The sequencing of the human genome facilitated the application of the bisulphite methodology to the clinically significant methylated genome, or Methylome, a term coined by Feinberg (1). In this context, Human Genetic Signatures has focussed its Personalized Methylomics programs on the commercialization of early risk assessment for cancers and the commercialization of therapeutic avenues involving aging, cell reprogramming and autologous cell transplantation. This methylomics-based cellular therapeutics may allow for the amelioration of complex human diseases and drug treatment effects.

ref 1; 2001, Feinberg, Nature Genetics, 27, 9-10.

Historical Background

The modern era of Methylomics had its origins in the fields of genetics and embryology. It began in 1939 with Conrad Waddingtons concept of the epigenotype, a character whose mode of impression was over and above, or in addition to, the classical genotype (8). Waddington used this descriptor in terms of interrelated developmental pathways, a view which culminated in his famous description of the Epigenetic Landscape. Epigenetics moved from a genetics-based, to a methylation-based, to a CpG island-based, and more recently to genome-wide Methylomics, initiated by the seminal articles of Art Riggs, Robin Holliday and Adrian Bird and their associates(9-13). Robin Holliday is now a member of the Institutional Review Board of Human Genetic Signatures.

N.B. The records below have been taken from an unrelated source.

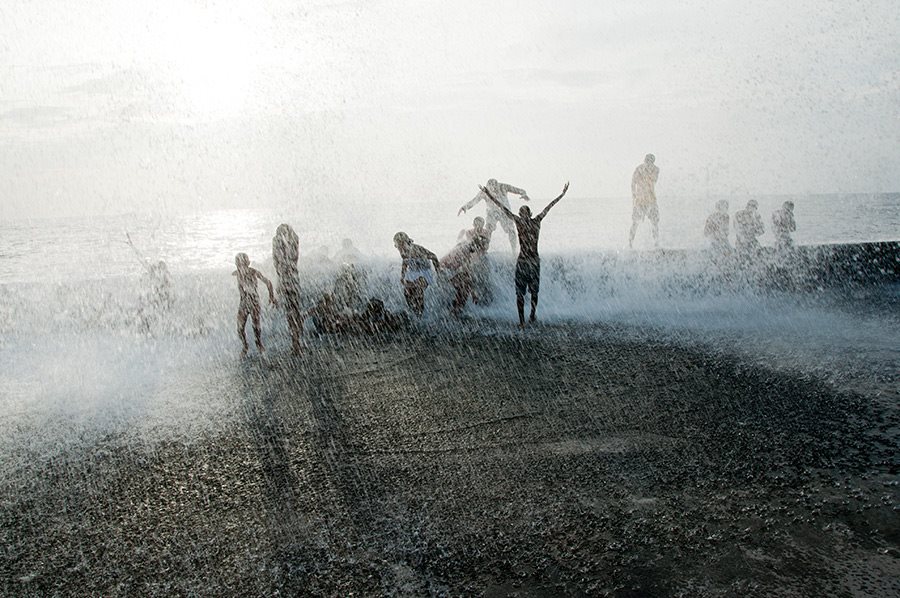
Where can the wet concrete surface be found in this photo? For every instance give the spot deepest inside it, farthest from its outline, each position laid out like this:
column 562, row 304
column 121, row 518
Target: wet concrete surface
column 551, row 463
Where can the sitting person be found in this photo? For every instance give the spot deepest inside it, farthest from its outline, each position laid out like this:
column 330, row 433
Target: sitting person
column 247, row 279
column 415, row 273
column 717, row 226
column 348, row 288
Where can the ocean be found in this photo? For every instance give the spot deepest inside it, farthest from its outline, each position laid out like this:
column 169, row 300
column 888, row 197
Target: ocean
column 660, row 406
column 91, row 247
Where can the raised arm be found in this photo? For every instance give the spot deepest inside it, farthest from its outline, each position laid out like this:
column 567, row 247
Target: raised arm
column 510, row 189
column 553, row 203
column 471, row 203
column 435, row 261
column 498, row 204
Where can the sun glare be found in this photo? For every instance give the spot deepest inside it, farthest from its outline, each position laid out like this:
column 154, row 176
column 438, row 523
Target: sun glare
column 213, row 61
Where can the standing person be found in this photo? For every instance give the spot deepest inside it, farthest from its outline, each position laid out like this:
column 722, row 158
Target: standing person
column 495, row 215
column 480, row 238
column 416, row 271
column 643, row 192
column 461, row 261
column 347, row 254
column 783, row 225
column 285, row 253
column 716, row 229
column 248, row 278
column 528, row 265
column 747, row 227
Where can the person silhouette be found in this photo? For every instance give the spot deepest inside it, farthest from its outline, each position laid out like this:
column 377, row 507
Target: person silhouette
column 747, row 227
column 285, row 253
column 643, row 193
column 783, row 225
column 528, row 264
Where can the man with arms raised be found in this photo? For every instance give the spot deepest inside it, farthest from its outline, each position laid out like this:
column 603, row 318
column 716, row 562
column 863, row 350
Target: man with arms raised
column 495, row 215
column 528, row 265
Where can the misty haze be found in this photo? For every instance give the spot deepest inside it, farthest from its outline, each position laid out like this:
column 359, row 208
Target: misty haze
column 421, row 298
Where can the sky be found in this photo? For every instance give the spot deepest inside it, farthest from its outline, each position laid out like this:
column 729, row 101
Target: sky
column 111, row 107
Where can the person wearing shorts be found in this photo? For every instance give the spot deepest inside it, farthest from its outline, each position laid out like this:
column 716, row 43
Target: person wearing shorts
column 495, row 215
column 285, row 253
column 643, row 192
column 528, row 264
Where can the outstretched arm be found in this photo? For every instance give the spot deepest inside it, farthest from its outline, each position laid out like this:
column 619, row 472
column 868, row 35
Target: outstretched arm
column 510, row 189
column 498, row 204
column 471, row 203
column 553, row 203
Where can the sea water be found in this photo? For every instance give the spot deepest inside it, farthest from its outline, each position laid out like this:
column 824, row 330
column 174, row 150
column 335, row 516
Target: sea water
column 75, row 345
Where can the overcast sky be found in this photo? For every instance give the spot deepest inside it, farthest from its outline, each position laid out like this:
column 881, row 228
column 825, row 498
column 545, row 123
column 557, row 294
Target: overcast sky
column 111, row 106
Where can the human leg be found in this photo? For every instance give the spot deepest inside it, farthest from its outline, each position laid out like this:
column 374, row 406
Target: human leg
column 242, row 323
column 257, row 331
column 521, row 286
column 654, row 221
column 637, row 215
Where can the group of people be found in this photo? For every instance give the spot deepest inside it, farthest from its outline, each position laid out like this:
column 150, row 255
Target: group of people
column 466, row 265
column 338, row 311
column 343, row 310
column 748, row 222
column 748, row 226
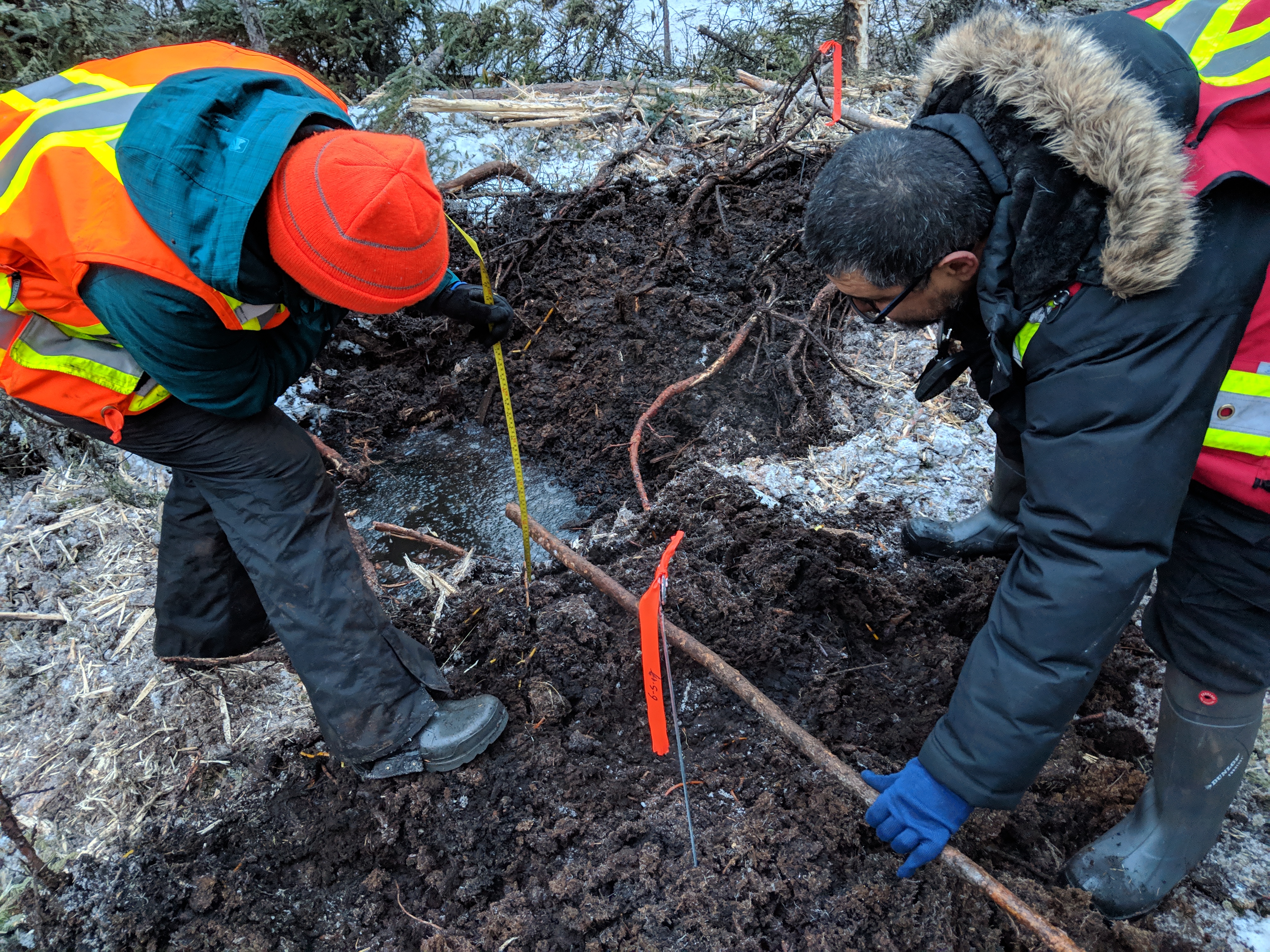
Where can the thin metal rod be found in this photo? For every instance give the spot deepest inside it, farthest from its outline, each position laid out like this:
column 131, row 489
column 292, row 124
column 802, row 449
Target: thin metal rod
column 675, row 720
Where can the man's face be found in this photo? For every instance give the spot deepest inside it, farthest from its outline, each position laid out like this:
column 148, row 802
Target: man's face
column 949, row 282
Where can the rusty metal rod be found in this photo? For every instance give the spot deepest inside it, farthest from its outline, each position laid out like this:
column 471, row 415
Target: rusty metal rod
column 818, row 753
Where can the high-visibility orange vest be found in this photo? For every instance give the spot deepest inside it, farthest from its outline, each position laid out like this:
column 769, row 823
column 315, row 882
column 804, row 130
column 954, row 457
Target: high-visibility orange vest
column 64, row 207
column 1230, row 44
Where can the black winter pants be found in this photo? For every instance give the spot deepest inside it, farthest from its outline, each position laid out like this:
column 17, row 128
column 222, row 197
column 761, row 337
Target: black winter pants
column 255, row 539
column 1211, row 614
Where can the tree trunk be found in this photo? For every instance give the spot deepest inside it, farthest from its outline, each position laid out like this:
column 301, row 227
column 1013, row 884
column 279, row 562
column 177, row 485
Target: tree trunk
column 855, row 36
column 255, row 27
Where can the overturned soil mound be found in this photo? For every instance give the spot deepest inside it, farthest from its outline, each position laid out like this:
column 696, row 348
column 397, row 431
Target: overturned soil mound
column 569, row 833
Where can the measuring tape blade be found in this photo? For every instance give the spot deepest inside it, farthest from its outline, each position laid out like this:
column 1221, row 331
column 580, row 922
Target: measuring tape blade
column 507, row 408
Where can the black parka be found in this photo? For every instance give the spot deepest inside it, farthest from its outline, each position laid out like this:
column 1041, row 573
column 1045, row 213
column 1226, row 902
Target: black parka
column 1113, row 394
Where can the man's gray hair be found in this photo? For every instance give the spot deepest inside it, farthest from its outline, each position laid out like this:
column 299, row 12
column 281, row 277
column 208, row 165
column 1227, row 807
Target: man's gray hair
column 892, row 204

Molecular progress accelerated with the achievement of two significant milestones. The first was the development of a user-friendly technology for methylation assessment by Geoffrey Grigg, Douglas Millar and Marianne Frommer (2), and the second was the generation of the primary sequence of the human genome. Until the sequence of the human genome became available, snapshots of the methylation signatures of genomic regions were piecemeal. The combination of shotgun sequencing methodologies implemented by Craig Venter, Hamilton Smith and colleagues, together with the rapid bioinformatic genomic reconstruction pipelines developed by Gene Myers, and the cloning approaches adopted by the Genome Sequencing Consortium, provided the human sequence data.

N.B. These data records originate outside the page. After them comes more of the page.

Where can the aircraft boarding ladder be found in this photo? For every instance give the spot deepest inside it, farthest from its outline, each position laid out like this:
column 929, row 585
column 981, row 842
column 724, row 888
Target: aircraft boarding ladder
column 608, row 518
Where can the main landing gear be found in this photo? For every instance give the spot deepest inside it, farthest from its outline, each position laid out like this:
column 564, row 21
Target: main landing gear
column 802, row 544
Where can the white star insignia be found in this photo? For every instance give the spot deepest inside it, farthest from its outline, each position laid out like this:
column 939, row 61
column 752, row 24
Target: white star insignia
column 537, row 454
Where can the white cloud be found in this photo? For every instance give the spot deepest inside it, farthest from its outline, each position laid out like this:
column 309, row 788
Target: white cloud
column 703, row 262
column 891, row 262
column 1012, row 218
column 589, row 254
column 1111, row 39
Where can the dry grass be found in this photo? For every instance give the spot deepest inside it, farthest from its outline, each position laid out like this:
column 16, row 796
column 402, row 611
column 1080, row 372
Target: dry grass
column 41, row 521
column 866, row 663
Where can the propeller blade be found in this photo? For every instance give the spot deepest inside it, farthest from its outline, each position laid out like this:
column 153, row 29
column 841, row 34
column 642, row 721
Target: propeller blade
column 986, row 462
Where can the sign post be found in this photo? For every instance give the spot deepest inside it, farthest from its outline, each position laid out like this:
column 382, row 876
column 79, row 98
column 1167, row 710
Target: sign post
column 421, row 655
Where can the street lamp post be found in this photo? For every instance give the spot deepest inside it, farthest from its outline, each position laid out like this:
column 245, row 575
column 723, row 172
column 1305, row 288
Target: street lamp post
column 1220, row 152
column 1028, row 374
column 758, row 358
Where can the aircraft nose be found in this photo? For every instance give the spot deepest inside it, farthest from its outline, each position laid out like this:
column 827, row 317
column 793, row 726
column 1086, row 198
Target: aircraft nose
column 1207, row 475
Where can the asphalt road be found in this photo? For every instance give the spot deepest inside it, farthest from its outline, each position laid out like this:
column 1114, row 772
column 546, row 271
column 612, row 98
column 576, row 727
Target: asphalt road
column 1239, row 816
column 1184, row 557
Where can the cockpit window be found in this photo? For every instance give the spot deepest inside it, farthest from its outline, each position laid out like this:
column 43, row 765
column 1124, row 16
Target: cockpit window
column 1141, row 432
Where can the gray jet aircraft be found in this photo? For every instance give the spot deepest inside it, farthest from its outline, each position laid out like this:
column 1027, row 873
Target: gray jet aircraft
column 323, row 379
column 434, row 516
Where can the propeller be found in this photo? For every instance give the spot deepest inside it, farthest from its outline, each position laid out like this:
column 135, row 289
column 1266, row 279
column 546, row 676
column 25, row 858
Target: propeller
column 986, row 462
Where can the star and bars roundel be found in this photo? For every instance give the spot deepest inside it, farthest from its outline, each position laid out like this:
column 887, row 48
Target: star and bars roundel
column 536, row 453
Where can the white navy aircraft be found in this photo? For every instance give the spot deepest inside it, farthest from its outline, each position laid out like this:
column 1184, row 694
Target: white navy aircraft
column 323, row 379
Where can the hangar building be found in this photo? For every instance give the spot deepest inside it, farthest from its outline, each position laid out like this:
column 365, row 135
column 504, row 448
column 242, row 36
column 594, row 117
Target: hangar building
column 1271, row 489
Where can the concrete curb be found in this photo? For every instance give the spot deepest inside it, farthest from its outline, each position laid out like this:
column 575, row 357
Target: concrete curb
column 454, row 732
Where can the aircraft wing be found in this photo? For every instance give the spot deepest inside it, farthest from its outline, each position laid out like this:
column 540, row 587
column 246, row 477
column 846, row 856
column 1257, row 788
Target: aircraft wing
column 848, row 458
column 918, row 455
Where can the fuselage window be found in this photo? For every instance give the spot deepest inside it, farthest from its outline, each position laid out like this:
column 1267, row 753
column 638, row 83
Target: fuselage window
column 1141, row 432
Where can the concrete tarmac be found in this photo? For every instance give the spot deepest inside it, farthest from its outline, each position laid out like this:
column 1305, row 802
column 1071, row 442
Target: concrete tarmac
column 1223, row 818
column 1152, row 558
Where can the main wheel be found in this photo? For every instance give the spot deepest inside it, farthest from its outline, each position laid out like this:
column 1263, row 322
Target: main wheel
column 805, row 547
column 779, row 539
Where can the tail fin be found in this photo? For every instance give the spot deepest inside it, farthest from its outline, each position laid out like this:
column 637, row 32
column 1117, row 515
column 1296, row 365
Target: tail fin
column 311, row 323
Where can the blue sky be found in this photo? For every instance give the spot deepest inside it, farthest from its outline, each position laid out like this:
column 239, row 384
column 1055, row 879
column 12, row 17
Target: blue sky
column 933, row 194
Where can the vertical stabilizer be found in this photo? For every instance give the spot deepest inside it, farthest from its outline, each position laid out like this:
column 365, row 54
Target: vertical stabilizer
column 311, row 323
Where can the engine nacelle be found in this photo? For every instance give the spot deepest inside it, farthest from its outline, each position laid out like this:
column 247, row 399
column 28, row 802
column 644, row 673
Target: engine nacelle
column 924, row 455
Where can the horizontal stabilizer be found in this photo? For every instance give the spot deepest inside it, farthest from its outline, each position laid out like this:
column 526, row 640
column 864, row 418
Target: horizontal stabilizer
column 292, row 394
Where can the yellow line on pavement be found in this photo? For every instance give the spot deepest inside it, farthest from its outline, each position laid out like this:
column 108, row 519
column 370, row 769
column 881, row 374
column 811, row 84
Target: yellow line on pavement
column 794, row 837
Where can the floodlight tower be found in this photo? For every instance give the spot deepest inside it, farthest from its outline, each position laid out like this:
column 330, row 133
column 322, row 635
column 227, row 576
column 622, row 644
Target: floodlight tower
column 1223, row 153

The new era of Clinical Methylomics has now arrived, with the development of early risk assessment technologies for disease detection in humans.

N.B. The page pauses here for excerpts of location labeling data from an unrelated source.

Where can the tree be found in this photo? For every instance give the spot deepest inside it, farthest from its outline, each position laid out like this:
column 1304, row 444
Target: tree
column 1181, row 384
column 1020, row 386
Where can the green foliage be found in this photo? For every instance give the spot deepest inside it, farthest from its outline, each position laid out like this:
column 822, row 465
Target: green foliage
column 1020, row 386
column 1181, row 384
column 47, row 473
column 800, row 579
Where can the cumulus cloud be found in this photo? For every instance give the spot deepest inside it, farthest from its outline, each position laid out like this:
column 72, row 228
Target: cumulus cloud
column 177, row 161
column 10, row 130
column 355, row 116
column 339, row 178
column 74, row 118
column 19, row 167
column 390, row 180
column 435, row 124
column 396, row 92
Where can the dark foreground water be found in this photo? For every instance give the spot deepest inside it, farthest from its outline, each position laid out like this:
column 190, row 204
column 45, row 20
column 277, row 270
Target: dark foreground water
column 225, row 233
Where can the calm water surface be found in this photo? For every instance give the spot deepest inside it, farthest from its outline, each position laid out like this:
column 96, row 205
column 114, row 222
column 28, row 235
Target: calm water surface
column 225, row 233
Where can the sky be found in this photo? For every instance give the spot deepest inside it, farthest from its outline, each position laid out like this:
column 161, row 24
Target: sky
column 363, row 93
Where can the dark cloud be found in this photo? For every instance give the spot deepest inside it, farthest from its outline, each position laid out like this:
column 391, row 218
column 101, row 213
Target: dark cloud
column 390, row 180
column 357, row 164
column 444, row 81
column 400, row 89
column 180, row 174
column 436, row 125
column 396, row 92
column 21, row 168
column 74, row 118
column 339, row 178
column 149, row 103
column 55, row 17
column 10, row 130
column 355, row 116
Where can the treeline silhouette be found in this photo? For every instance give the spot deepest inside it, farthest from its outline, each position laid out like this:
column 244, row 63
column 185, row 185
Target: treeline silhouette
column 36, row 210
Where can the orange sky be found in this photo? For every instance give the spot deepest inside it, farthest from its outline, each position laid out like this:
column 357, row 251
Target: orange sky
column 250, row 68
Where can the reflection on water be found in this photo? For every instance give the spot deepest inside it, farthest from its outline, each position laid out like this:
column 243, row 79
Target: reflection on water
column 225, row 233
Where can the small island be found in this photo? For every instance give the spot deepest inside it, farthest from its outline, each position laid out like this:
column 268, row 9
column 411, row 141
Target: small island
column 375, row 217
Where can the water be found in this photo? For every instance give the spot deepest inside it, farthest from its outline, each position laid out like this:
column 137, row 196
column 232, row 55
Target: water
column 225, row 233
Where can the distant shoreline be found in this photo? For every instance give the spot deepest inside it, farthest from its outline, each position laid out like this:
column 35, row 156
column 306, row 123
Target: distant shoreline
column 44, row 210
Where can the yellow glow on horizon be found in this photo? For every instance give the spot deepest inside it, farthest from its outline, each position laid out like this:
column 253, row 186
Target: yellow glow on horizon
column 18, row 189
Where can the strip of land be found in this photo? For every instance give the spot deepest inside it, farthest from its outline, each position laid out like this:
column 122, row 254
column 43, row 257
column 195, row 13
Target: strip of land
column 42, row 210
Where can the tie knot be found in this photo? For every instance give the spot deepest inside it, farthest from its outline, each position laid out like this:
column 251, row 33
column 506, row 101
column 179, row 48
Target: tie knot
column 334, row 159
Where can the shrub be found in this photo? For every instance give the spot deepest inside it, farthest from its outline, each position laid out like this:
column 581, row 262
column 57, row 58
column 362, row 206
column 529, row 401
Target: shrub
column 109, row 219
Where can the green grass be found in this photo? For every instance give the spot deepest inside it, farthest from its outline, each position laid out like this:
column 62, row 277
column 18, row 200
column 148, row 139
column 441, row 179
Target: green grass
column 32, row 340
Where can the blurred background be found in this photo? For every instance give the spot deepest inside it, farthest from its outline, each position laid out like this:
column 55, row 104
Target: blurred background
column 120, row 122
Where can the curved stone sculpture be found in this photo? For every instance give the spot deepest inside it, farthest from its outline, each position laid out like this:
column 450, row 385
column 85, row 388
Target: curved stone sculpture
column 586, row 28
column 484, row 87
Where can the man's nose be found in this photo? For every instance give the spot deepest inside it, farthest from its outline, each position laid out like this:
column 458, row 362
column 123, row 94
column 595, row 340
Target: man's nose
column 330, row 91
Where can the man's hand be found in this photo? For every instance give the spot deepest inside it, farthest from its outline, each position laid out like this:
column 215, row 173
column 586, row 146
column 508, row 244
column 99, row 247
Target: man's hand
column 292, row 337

ref 2;1992, Frommer et al., Proc. Natl. Acad. Sci. USA, 89,1827-1831
ref 8; 1939, Waddington, An Introduction to Modern Genetics, Allen and Unwin.
ref 9; 1975, Riggs, Cytogenet. Cell Genetics, 14, 9-25.
ref 10; 1975, Holliday and Pugh, Science, 187, 226-232.
ref 11; 1980, Razin and Riggs, Science, 210, 604-610.
ref 12; 1987, Holliday, Science, 238, 163-169.
ref 13; 1986, Bird et al., Cell, 40, 91-99.